# Merge together gathered data on social media accounts with opensecrets IDs
### Big picture:
We have two lists of current legislators which contain different sets of data, both from https://github.com/unitedstates/congress-legislators. We would like to match up these two lists, and store certain fields from both in a new flat file.

## Basic setup

In [2]:
import json
import pandas as pd

## Load data

In [3]:
with open("../data/congress-legislators/alternate_formats/legislators-social-media.json",'r') as f:
    social_media = json.load(f)
with open("../data/congress-legislators/alternate_formats/legislators-current.json",'r') as f:
    current = json.load(f)

## Construct dataframes containing relevant information for each file

#### We'll match on bioguide id, so want that from both datasets
Fields we also care about right now are name, state, opensecrets, bioguide, twitter, and twitter_id. We'll also get rss_url of the latest term if they have it.
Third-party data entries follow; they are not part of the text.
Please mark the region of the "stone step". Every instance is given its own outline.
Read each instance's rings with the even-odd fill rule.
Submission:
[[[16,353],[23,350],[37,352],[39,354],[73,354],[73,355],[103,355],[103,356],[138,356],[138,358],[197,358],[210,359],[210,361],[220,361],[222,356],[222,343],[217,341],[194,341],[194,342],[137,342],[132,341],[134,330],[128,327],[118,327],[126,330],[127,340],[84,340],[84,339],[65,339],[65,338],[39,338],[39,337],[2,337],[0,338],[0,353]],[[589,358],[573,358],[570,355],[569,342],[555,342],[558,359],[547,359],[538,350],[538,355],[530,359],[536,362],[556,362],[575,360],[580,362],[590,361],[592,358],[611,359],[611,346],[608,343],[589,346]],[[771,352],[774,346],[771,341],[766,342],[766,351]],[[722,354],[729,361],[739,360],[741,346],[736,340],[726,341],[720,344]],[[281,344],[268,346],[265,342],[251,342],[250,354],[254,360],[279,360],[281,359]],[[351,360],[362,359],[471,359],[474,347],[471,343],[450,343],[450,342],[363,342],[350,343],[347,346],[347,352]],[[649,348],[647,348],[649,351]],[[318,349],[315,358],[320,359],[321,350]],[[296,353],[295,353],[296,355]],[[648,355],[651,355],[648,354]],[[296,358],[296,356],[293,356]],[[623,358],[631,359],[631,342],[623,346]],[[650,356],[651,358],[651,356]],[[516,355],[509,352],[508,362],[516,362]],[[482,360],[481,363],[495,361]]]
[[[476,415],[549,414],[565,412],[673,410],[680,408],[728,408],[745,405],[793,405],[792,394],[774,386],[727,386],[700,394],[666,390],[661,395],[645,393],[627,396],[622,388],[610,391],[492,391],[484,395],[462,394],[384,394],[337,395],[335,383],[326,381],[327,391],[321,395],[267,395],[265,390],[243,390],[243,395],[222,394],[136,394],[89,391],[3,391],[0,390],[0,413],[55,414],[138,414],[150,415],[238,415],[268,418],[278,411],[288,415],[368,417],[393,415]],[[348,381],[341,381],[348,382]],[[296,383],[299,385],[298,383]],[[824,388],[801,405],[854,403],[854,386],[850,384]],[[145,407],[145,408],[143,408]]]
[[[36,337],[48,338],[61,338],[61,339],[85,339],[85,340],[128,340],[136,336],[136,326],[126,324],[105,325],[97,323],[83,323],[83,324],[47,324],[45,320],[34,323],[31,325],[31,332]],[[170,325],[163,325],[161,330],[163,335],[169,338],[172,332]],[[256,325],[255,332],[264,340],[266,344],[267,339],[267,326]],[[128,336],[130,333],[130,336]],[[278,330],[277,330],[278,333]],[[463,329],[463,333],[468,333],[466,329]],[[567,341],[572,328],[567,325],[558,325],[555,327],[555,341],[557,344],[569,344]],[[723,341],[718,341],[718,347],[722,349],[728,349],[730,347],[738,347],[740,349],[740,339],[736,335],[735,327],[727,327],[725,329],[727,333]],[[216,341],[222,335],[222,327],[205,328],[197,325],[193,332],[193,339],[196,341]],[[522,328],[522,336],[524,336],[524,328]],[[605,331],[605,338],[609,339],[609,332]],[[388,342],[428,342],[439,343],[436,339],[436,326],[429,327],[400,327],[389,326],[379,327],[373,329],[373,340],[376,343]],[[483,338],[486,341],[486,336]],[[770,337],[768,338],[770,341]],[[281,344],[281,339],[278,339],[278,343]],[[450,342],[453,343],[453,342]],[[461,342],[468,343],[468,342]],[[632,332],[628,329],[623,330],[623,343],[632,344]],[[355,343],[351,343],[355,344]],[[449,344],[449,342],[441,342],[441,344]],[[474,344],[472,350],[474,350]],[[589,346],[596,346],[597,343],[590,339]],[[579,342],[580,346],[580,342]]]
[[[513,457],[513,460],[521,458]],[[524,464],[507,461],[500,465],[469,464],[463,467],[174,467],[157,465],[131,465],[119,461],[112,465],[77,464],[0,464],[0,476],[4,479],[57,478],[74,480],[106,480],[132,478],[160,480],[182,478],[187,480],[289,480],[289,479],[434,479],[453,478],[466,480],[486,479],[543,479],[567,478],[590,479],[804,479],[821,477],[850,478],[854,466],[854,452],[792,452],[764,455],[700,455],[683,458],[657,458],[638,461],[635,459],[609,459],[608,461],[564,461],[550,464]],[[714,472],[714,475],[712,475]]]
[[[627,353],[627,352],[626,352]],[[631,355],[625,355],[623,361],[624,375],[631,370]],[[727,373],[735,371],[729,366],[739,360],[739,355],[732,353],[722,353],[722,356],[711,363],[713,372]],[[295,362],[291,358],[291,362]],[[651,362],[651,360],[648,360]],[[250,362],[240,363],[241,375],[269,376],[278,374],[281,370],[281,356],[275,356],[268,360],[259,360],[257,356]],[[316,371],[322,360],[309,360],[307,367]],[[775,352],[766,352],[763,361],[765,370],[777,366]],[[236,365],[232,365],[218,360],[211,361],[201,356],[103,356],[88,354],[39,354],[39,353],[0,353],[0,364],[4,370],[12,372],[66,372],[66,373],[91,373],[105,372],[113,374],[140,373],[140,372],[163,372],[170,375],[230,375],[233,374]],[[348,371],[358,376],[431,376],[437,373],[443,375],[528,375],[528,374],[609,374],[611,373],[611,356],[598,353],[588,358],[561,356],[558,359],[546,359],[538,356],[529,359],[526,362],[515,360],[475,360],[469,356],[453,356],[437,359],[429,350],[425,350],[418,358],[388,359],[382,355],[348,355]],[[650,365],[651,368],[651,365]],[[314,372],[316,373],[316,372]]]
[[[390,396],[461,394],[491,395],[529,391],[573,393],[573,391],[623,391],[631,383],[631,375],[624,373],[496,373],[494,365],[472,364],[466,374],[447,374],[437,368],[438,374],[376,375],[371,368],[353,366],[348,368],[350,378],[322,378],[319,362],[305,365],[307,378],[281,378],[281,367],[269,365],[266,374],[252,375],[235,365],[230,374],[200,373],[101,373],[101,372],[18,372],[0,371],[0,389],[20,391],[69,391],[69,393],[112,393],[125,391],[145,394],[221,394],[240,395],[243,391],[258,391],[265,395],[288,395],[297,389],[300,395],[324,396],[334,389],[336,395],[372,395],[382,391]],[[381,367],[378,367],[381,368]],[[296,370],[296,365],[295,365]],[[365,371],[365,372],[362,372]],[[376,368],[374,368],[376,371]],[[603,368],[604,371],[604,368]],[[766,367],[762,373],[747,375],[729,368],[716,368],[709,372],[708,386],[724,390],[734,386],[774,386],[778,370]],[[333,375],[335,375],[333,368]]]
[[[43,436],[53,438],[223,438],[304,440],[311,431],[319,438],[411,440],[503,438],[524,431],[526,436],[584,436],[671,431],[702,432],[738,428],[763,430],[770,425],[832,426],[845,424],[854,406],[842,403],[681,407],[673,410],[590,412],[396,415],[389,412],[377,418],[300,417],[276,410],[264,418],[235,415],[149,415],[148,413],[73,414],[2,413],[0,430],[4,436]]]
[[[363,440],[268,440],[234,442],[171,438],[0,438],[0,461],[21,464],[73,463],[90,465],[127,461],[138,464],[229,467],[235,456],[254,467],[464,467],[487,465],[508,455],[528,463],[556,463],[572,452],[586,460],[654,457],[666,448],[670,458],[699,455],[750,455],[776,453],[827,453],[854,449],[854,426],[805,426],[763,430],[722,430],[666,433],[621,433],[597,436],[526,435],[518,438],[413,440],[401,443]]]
From legislators-current, we need name, state, opensecrets, bioguide (and rss_url of last term if available)

In [19]:

current_df = pd.DataFrame()
for i, c in enumerate(current):
    d = {}
    d['name'] = c['name']['official_full']
    
    # we use -1 as an index because that provides most recent office in list of offices
    d['state'] = c['terms'][-1]['state']
    
    # not everyone has this field
    try:
        d['rss_url'] = c['terms'][-1]['rss_url']
    except:
        d['rss_url'] = None
        
    # this is true of literally one guy: Lucas Strange (fittingly)
    try:
        d['opensecrets'] = c['id']['opensecrets']
    except:
        d['opensecrets'] = None
        
    d['bioguide'] = c['id']['bioguide']
    
    # http://stackoverflow.com/questions/16597265/appending-to-an-empty-data-frame-in-pandas
    current_df = current_df.append(d, ignore_index=True)

In [6]:
social_media[471]['social']

{'facebook': 'RepDanDonovan',
 'twitter': 'RepDanDonovan',
 'twitter_id': 3353670647,
 'youtube_id': 'UCT8-VskXvxCqDuSGzR5sWWg'}

From legislators-social-media, we need bioguide, twitter, and twitter_id.

In [7]:
social_media_df = pd.DataFrame()
for i, sm in enumerate(social_media):
    d = {}
    d['bioguide'] = sm['id']['bioguide']
    
    # not everyone has twitter accounts
    try:
        d['twitter'] = sm['social']['twitter']
        d['twitter_id'] = str(sm['social']['twitter_id'])
    # print the index of the people who don't have twitter
    except:
        d['twitter'] = None
        d['twitter_id'] = None
        print(i)
    
    # http://stackoverflow.com/questions/16597265/appending-to-an-empty-data-frame-in-pandas
    social_media_df = social_media_df.append(d, ignore_index=True)

46
93
264
303
306
382
388
520
531


## Merge datasets on bioguide (left join)

In [8]:
merged = pd.merge(left=current_df, right=social_media_df, on='bioguide', how='left')

## Write result

In [16]:
merged.to_csv("../data/lincoln/current_social_media.csv", index=False)